Десятки тысяч лет человекоподобные существа, жившие у этого источника, медленно, шаг за шагом, устанавливали отношения с окружавшими их молчаливыми, но грозными силами. И в ледниковый период, и в годы иссушающей жары они учились сосуществовать с этими силами, хотя не понимали ни их, ни их взаимоотношений; даже не давали им имен, но подсознательно воспринимали их как источник высшей силы. С трудом, со многими потерями установилось равновесие между жизнью и смертью, и люди опасались нарушить его. По ночам, когда могучие бури ревели над лежащими к югу горами Кармеля, было ясно, что дух урагана разгневался на людей и хочет уничтожить их. Как иначе можно было объяснить слепящее сияние молний, которые расщепляли деревья, и то, что лес занимался пламенем? Как иначе объяснить неожиданное появление над головой грозовых облаков, наполнявших вади водой, потоки которой начисто смывали все в округе? Как иначе понять, почему вода срывала с места неподвижные валуны, размером куда больше человека, и поток уносил их? Ясно, что дух урагана разгневан какими-то поступками людей и жаждет мести.

Так же вела себя и вода. Порой она любила людей и преданно служила им. А иногда, случалось, гневалась на них и уходила, заставляя людей влачить существование на грани смерти. Даже вода источника вела себя подобным образом. Преисполнившись раздражения, она исчезала в провалах неизвестных пещер, а когда люди были близки к гибели, радостно выплескивалась обратно, принимая поцелуи иссохших от жажды детей. Воздух, дух смерти, нес с юга жгучие ветра; дух открывал тело женщины, и новый человек появлялся на свет. Дерево давало плоды или оставалось бесплодным – все важное в природе зависело от воли некой силы, которая то помогала человеку, то выступала против него.

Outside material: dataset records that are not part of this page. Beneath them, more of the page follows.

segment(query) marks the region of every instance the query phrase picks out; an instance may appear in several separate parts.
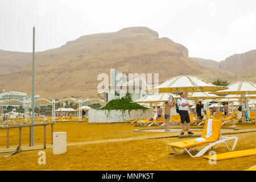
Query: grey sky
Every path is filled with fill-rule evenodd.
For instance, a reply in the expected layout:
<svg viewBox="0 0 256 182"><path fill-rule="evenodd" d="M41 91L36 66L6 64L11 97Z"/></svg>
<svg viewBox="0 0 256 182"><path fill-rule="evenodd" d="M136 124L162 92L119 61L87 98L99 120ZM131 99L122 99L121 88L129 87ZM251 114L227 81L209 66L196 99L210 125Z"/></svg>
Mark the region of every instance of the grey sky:
<svg viewBox="0 0 256 182"><path fill-rule="evenodd" d="M256 49L256 1L0 1L0 49L36 51L80 36L143 26L186 47L191 57L221 61Z"/></svg>

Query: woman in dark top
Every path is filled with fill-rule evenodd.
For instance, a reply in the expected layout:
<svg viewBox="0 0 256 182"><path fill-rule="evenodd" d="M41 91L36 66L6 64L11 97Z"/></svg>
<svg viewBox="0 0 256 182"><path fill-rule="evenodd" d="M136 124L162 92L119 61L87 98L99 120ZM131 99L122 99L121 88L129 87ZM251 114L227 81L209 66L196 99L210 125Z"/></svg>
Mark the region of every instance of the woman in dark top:
<svg viewBox="0 0 256 182"><path fill-rule="evenodd" d="M198 119L199 119L200 117L202 115L202 108L203 108L202 102L199 101L199 102L196 105L196 114L197 115Z"/></svg>

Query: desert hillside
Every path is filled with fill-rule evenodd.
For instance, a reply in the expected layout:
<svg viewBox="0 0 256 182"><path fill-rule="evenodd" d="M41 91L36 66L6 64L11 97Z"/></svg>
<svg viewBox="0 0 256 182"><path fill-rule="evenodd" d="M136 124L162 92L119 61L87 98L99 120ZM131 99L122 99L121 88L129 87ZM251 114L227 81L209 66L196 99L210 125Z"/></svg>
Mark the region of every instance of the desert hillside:
<svg viewBox="0 0 256 182"><path fill-rule="evenodd" d="M230 83L243 80L256 82L256 50L236 54L220 62L198 57L190 59L200 65L226 72L227 76L216 77L214 79L209 79L210 81L220 78L227 80ZM232 74L234 74L235 76L232 76Z"/></svg>
<svg viewBox="0 0 256 182"><path fill-rule="evenodd" d="M147 27L82 36L52 49L36 52L35 93L42 98L96 97L101 73L159 73L159 81L178 75L205 79L230 76L188 57L183 46ZM10 54L10 59L13 59ZM31 62L15 73L1 75L0 90L31 92ZM233 73L231 73L232 75ZM233 75L234 76L234 75ZM54 93L53 93L54 92Z"/></svg>
<svg viewBox="0 0 256 182"><path fill-rule="evenodd" d="M0 75L17 72L32 61L32 54L27 52L0 49Z"/></svg>
<svg viewBox="0 0 256 182"><path fill-rule="evenodd" d="M219 65L220 69L232 71L240 76L255 76L256 50L229 56Z"/></svg>

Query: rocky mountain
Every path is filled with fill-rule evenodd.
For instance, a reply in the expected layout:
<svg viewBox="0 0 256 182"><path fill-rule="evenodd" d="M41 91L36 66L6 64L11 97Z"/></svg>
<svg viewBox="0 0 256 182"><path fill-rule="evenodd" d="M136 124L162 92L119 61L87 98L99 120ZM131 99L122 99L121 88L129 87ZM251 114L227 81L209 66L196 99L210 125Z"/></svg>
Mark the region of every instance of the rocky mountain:
<svg viewBox="0 0 256 182"><path fill-rule="evenodd" d="M226 71L197 64L188 56L185 47L167 38L159 38L147 27L82 36L59 48L36 52L35 92L48 99L53 94L55 98L96 97L101 81L98 75L109 76L112 68L127 73L159 73L160 82L178 75L207 80L228 76ZM12 53L9 57L14 59ZM31 94L31 64L0 75L0 90Z"/></svg>
<svg viewBox="0 0 256 182"><path fill-rule="evenodd" d="M237 76L255 76L256 50L236 54L220 62L220 69L231 71Z"/></svg>
<svg viewBox="0 0 256 182"><path fill-rule="evenodd" d="M17 72L32 60L32 54L0 49L0 75Z"/></svg>
<svg viewBox="0 0 256 182"><path fill-rule="evenodd" d="M220 62L197 57L190 58L208 68L225 71L229 76L221 78L228 80L230 82L242 80L256 82L256 50L236 54ZM235 76L232 76L230 73Z"/></svg>

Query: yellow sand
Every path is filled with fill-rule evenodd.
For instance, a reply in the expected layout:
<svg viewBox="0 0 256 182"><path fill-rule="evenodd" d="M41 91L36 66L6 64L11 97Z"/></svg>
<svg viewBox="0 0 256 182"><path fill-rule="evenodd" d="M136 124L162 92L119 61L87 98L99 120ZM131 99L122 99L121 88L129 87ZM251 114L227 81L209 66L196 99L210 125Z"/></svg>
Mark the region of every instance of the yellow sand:
<svg viewBox="0 0 256 182"><path fill-rule="evenodd" d="M142 136L159 136L163 133L133 131L135 125L113 123L93 125L88 123L64 123L55 125L55 131L66 131L68 143ZM255 128L254 125L239 127ZM5 147L6 133L0 130L0 144ZM10 144L18 144L18 134L10 130ZM18 130L16 131L18 133ZM47 130L48 143L51 142L50 127ZM35 144L43 142L43 127L36 130ZM166 133L166 135L170 135ZM256 133L235 134L238 138L236 150L255 147ZM28 143L28 130L23 130L23 145ZM228 135L231 136L231 135ZM23 151L4 158L6 153L0 153L0 170L243 170L255 165L255 156L217 162L210 165L203 158L191 158L188 154L169 155L167 143L185 140L177 138L97 143L71 146L67 152L52 154L52 148L44 150L46 165L38 164L40 150ZM232 142L228 142L231 146ZM15 146L13 144L13 146ZM199 148L200 149L200 148ZM226 152L224 144L215 150L218 153ZM208 152L206 153L208 154Z"/></svg>
<svg viewBox="0 0 256 182"><path fill-rule="evenodd" d="M246 157L250 155L256 155L256 148L244 150L241 151L235 151L229 152L225 152L210 156L205 156L204 158L211 159L216 160L221 160L225 159L230 159Z"/></svg>

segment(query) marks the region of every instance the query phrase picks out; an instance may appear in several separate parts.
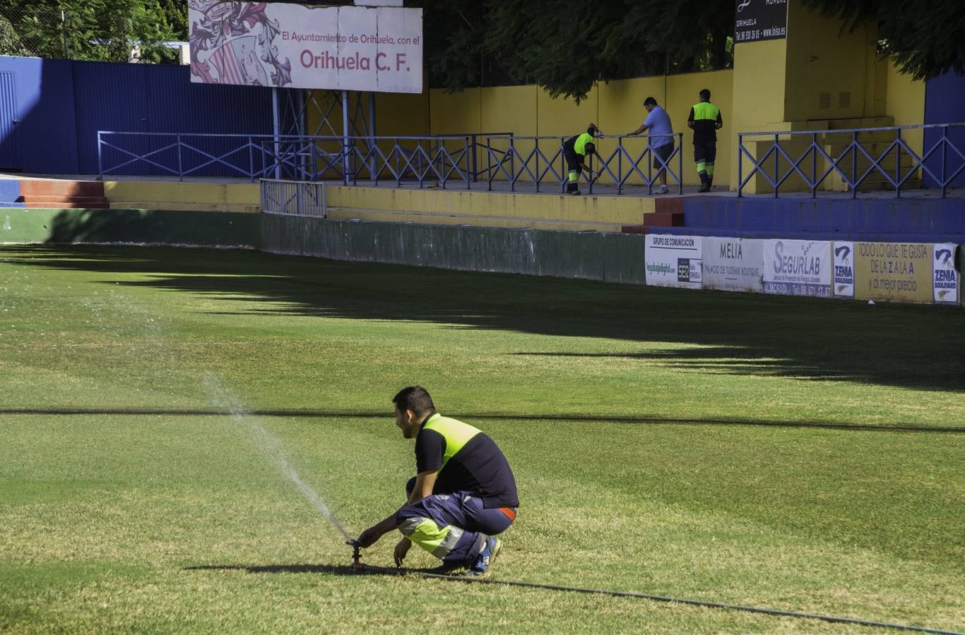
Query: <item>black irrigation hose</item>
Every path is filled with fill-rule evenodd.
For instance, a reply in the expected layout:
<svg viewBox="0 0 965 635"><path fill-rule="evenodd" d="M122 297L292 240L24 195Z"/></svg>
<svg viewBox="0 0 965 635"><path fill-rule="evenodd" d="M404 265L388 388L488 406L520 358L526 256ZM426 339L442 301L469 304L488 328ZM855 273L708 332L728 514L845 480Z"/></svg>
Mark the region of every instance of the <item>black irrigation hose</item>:
<svg viewBox="0 0 965 635"><path fill-rule="evenodd" d="M705 602L701 599L683 599L680 597L669 597L667 595L650 595L648 594L636 594L627 591L608 591L605 589L581 589L579 587L563 587L555 584L538 584L536 582L519 582L517 580L494 580L492 578L475 578L456 575L445 575L442 573L432 573L412 569L389 569L387 567L373 567L372 565L360 564L360 572L390 573L393 575L405 575L415 573L427 578L438 578L441 580L455 580L458 582L483 582L486 584L501 584L508 587L527 587L530 589L548 589L550 591L569 591L578 594L593 594L600 595L613 595L615 597L639 597L642 599L651 599L658 602L677 602L679 604L692 604L694 606L703 606L712 609L731 609L732 611L746 611L748 613L763 613L764 615L778 615L787 618L802 618L807 620L823 620L836 623L860 624L862 626L877 626L880 628L895 628L897 630L914 630L921 633L940 633L941 635L965 635L954 630L941 630L938 628L926 628L925 626L911 626L908 624L893 624L887 622L873 622L871 620L858 620L856 618L840 618L833 615L820 615L818 613L799 613L796 611L781 611L778 609L764 609L757 606L741 606L739 604L723 604L720 602Z"/></svg>

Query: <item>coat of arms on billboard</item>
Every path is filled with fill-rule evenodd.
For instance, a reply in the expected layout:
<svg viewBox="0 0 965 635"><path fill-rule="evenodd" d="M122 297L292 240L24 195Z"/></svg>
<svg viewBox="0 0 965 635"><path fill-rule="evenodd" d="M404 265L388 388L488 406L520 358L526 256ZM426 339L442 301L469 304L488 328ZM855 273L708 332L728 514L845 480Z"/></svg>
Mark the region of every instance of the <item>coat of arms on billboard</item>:
<svg viewBox="0 0 965 635"><path fill-rule="evenodd" d="M191 75L198 78L195 81L276 87L291 83L291 63L278 58L278 47L273 43L280 30L278 20L268 18L265 5L190 0Z"/></svg>

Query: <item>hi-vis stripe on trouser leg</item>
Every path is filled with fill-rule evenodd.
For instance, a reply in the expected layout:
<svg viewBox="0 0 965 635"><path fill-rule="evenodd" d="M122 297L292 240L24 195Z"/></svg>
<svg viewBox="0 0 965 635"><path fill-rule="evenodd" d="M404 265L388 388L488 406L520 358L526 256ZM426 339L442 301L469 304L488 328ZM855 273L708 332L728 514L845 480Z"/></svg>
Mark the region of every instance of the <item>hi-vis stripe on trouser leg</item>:
<svg viewBox="0 0 965 635"><path fill-rule="evenodd" d="M432 518L409 518L399 525L399 531L436 558L448 556L462 538L462 530L458 527L440 527Z"/></svg>

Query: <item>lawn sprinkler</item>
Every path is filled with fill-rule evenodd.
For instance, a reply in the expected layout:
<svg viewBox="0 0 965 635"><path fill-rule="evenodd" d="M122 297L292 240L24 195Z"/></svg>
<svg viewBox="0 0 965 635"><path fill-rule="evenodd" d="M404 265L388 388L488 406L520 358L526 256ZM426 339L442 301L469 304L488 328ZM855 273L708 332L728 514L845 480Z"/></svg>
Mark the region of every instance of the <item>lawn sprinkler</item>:
<svg viewBox="0 0 965 635"><path fill-rule="evenodd" d="M359 573L365 569L362 564L362 545L358 541L345 541L345 544L352 547L352 571Z"/></svg>

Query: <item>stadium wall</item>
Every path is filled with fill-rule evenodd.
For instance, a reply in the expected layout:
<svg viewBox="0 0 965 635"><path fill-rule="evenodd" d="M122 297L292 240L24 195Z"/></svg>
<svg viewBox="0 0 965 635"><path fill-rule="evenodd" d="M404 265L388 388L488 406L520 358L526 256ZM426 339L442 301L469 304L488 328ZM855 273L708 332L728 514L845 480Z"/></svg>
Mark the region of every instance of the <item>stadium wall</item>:
<svg viewBox="0 0 965 635"><path fill-rule="evenodd" d="M140 244L255 249L260 214L0 208L0 245Z"/></svg>
<svg viewBox="0 0 965 635"><path fill-rule="evenodd" d="M334 260L644 284L644 237L262 215L261 250Z"/></svg>
<svg viewBox="0 0 965 635"><path fill-rule="evenodd" d="M5 77L14 94L0 100L0 118L21 123L0 127L0 169L96 174L97 130L271 134L270 91L192 84L187 66L0 56L0 85ZM170 143L145 138L126 146L149 152ZM231 149L219 143L222 151ZM216 153L219 146L205 149ZM207 160L190 152L184 159L184 169ZM170 172L141 163L113 173ZM194 175L228 173L213 165Z"/></svg>
<svg viewBox="0 0 965 635"><path fill-rule="evenodd" d="M929 79L924 92L924 122L925 123L960 123L965 120L965 113L962 112L962 103L965 103L965 76L956 75L953 71L948 71L944 75ZM965 128L951 129L949 137L959 150L965 152ZM941 139L939 130L928 129L924 134L924 146L931 148ZM956 157L954 152L948 153L947 160L952 170L956 170L965 163L965 160ZM939 173L941 169L941 157L936 154L930 158L926 164L935 173ZM927 187L935 187L937 183L927 172L924 175L924 183ZM965 187L965 171L952 181L953 187Z"/></svg>

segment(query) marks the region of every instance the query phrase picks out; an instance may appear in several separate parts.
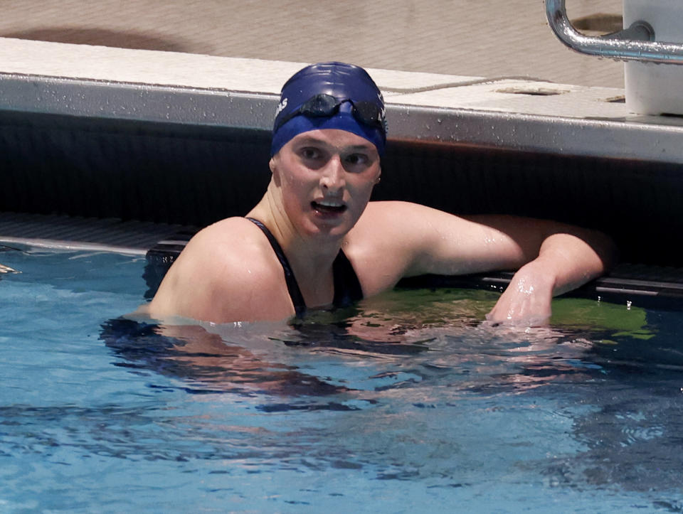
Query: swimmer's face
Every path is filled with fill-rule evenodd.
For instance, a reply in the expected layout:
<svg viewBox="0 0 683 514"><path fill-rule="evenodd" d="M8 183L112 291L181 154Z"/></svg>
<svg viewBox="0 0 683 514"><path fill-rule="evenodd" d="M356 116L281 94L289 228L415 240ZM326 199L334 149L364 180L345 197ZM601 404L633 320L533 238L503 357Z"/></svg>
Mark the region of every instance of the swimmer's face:
<svg viewBox="0 0 683 514"><path fill-rule="evenodd" d="M270 160L290 220L309 234L343 236L363 213L381 173L375 146L338 129L289 141Z"/></svg>

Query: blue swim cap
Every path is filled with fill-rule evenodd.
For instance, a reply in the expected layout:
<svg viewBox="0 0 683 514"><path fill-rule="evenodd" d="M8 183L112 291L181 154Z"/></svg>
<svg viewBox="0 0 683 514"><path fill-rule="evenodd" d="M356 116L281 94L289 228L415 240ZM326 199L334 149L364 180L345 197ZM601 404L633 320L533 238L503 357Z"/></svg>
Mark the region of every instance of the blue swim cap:
<svg viewBox="0 0 683 514"><path fill-rule="evenodd" d="M380 156L384 153L384 100L365 70L344 63L319 63L285 83L273 124L271 156L295 136L317 129L351 132L374 144Z"/></svg>

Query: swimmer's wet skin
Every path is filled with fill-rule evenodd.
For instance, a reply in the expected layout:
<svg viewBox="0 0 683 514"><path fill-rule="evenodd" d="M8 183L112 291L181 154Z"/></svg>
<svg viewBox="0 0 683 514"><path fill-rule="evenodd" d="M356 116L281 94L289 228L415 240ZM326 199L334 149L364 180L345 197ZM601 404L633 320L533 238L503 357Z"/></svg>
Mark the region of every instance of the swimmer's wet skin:
<svg viewBox="0 0 683 514"><path fill-rule="evenodd" d="M247 215L280 250L255 221L218 222L187 245L149 313L214 322L285 319L337 304L346 280L358 283L358 296L369 296L406 277L517 269L488 317L541 323L553 296L610 265L611 241L591 230L369 202L386 132L381 93L362 68L326 63L295 74L275 114L270 183ZM342 257L349 265L340 275Z"/></svg>

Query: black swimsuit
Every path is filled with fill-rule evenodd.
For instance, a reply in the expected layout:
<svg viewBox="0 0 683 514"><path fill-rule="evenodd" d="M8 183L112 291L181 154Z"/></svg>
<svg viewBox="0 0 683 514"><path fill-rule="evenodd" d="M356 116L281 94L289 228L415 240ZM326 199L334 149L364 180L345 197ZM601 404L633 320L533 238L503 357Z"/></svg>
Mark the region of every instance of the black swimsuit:
<svg viewBox="0 0 683 514"><path fill-rule="evenodd" d="M290 292L292 303L294 304L294 309L297 313L297 316L302 317L306 314L306 302L304 301L304 296L301 294L301 289L299 289L299 284L294 276L294 272L292 271L292 267L290 266L290 262L287 259L287 256L285 255L282 247L263 223L253 218L248 218L247 219L261 229L265 234L265 237L268 238L268 242L272 247L272 251L277 256L277 259L282 264L282 271L285 272L287 289ZM354 301L362 299L363 289L361 288L358 276L354 271L354 267L341 248L334 258L334 262L332 262L332 277L334 280L334 299L332 300L332 305L335 307L346 307Z"/></svg>

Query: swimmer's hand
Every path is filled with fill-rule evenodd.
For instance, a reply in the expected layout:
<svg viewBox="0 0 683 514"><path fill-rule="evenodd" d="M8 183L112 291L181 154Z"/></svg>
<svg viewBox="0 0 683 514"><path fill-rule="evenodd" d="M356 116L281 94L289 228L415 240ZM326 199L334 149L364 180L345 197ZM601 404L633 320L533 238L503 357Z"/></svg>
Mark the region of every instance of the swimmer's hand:
<svg viewBox="0 0 683 514"><path fill-rule="evenodd" d="M541 269L539 269L541 268ZM521 267L486 316L492 323L524 326L548 323L555 279L535 262Z"/></svg>

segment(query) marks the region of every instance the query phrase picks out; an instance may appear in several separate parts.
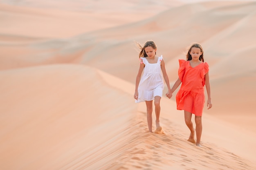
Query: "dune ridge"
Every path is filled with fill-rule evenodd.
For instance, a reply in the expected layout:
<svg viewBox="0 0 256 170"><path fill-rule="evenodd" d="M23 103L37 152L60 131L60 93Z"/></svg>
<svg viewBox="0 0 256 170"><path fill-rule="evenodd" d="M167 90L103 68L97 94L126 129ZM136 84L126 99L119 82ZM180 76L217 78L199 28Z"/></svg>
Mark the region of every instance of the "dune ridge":
<svg viewBox="0 0 256 170"><path fill-rule="evenodd" d="M255 1L63 1L0 3L0 169L256 169ZM189 43L203 46L214 105L202 148L177 91L161 100L165 134L148 132L132 95L135 42L149 40L171 86Z"/></svg>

Еще не существовало никаких обрядов для умиротворения этих опасных сил. В те времена еще не приносили драгоценных младенцев в жертву богу ветров в надежде завоевать его благоволение, страшные дикие вепри не получали подношения человеческой крови, дабы утолить жажду смерти этого бога. Еще не ставили алтарей властителю дождей, не возводили храмов богу дневного света, который постоянно одерживал победу над ночью. Люди еще не поняли, что силы, владеющие миром, можно умиротворить, сознательно склоняясь перед ними. Много раз за предшествующие двести тысяч лет пещера пустела, когда запасы пищи в округе подходили к концу, но стоило вернуться сюда животным, как вслед за ними приходили и первобытные люди, смахивающие на обезьян. Они внимательно прислушивались к указаниям природы и наблюдали за приметами, но не были рабами ни духа бурь, ни его предупреждений. Было известно, что и облик, и действия дикого вепря полны злобы, но еще не стало открытием, что его злобности можно противопоставить сознательные действия человека. Иными словами, начатки религии еще не действовали. Возможно, ближе всего к религии люди были в момент смерти, поскольку было ясно, что покойник должен взять с собой в неизвестную дорогу пищу и оружие, чтобы защищаться. Его хоронили в особой позе, голова его покоилась на каменной подушке, рядом ставили несколько горшков с едой, клали копье и самые любимые украшения, например резные раковины или ожерелье.